Embracing the Gift of Growth
When trauma hangs over so many parts of our childhood and youth, moving forward is a daunting task. At times, the burdens seem unbearable. Embracing it is the last thing we want to do. Escaping the pain seems a better option. But learning to embrace the parts of us stuck in the past gives us the strength to move forward. Freeing the broken parts of us to live in the present brings a new intensity to the light in the present and opens our eyes to beauty that was once cloaked in pain.
How do you accept the pain and brokenness? Is there a process you use? Is it related to the inner child work we talked about years ago?
Suzann, yes, the inner child work is part of the process. I’m currently working on a second book where I share in detail the process that helped me move from simply surviving to thriving. The goal of all of this is to be able to heal, and accepting pain and brokenness is part of that process. I think it is important to note that accepting the pain and brokenness is not about staying in it. Accepting it allows us to actually process it (scream, cry, talk, etc.) so it is not constantly poisoning our present. For me, I couldn’t move forward without trusting in the Lord’s love for me and that there is light to be found as we work through the darkness. As you know, healing from sexual abuse is not a short or simple process. But it IS worth the work. –Tammy
You are the beauty that steps out into the light.

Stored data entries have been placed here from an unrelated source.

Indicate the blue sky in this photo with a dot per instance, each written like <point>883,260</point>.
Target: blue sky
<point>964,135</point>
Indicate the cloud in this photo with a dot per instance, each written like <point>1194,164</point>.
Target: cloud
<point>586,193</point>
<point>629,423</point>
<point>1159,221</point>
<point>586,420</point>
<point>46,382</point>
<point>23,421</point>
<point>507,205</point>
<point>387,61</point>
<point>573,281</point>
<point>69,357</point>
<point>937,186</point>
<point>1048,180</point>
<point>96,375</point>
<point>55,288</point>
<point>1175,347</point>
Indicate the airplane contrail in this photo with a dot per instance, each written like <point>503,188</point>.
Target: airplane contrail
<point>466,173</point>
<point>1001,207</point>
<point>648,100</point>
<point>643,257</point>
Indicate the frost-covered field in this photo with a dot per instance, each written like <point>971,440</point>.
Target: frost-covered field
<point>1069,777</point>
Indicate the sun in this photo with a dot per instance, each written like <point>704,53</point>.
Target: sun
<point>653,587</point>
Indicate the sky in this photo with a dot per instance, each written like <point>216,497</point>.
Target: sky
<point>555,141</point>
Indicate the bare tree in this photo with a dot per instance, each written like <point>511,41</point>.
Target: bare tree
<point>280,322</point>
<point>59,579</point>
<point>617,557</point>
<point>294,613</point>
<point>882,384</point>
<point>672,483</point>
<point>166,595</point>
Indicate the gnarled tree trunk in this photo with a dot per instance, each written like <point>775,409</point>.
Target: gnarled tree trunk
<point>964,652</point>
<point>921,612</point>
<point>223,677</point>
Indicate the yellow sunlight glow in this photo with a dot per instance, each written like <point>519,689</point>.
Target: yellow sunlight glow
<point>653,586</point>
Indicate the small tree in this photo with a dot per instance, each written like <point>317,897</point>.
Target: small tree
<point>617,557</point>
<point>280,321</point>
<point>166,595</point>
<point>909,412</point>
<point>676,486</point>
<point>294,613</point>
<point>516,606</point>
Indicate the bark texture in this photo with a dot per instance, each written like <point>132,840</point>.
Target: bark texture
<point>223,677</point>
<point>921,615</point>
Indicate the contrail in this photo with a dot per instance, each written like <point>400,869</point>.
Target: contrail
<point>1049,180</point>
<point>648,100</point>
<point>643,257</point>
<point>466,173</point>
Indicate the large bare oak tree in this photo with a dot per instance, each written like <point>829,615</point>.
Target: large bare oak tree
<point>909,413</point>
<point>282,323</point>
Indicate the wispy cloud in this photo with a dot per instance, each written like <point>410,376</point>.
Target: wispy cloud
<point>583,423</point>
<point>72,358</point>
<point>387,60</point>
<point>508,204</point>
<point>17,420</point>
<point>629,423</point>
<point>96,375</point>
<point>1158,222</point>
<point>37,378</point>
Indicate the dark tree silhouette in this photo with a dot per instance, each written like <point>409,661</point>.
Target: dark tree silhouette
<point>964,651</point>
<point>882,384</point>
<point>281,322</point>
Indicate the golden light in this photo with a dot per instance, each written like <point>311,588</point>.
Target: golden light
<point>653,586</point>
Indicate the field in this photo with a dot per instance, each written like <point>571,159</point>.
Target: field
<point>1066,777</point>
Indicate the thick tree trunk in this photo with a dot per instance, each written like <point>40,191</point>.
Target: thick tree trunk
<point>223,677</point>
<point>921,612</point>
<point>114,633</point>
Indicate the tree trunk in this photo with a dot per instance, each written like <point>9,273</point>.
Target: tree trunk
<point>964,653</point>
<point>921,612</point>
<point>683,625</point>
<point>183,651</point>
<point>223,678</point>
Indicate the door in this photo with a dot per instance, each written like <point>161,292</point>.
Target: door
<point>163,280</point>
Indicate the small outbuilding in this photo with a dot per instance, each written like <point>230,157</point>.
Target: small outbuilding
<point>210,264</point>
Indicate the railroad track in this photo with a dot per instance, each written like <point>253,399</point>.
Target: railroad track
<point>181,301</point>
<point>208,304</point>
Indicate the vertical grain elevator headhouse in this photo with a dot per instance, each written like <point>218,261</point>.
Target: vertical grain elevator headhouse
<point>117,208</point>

Thank you, and I hope we can all embrace the beauty that is in each one of us and have the courage to step into the Light.
–Tammy
Dear Tammy,
Three things really stood out and edified me in your post today:
1) Rather than fearing the re-opening of past wounds, you said Christ helped you notice “opportunities to look outside myself came.” That’s a reoccurring rescue in your healing journey. Helping others in the midst of one’s own suffering is so like Christ on his cross.
2) I loved the beautiful way you extended a hand to the frightened girl you used to be. You said, “Rather than go with that hurting part of me into the past, (you) invited your (traumatized self) to move forward in the present… accepting her trauma and pain and sharing with her my hope for the future.”
3) Your explanation of dissociative splits in your psyche was brilliant. “It’s like a part of us is broken away from our core selves in an attempt to keep the intense pain from destroying the whole.”
If our subconscious mind can protect us that powerfully from destruction, how more powerfully can our conscious mind direct our reconstruction? Like your book says, “With God, nothing is impossible.”
Love, Cindy
I love your synopsis of this post! Healing from devastating wounds requires courage and trust in our Savior. Serving others helps us reclaim the self-worth that was lost, which in turn helps us to have the confidence to face the pain and embrace the wounded parts of ourselves. Truly, with God, nothing is impossible.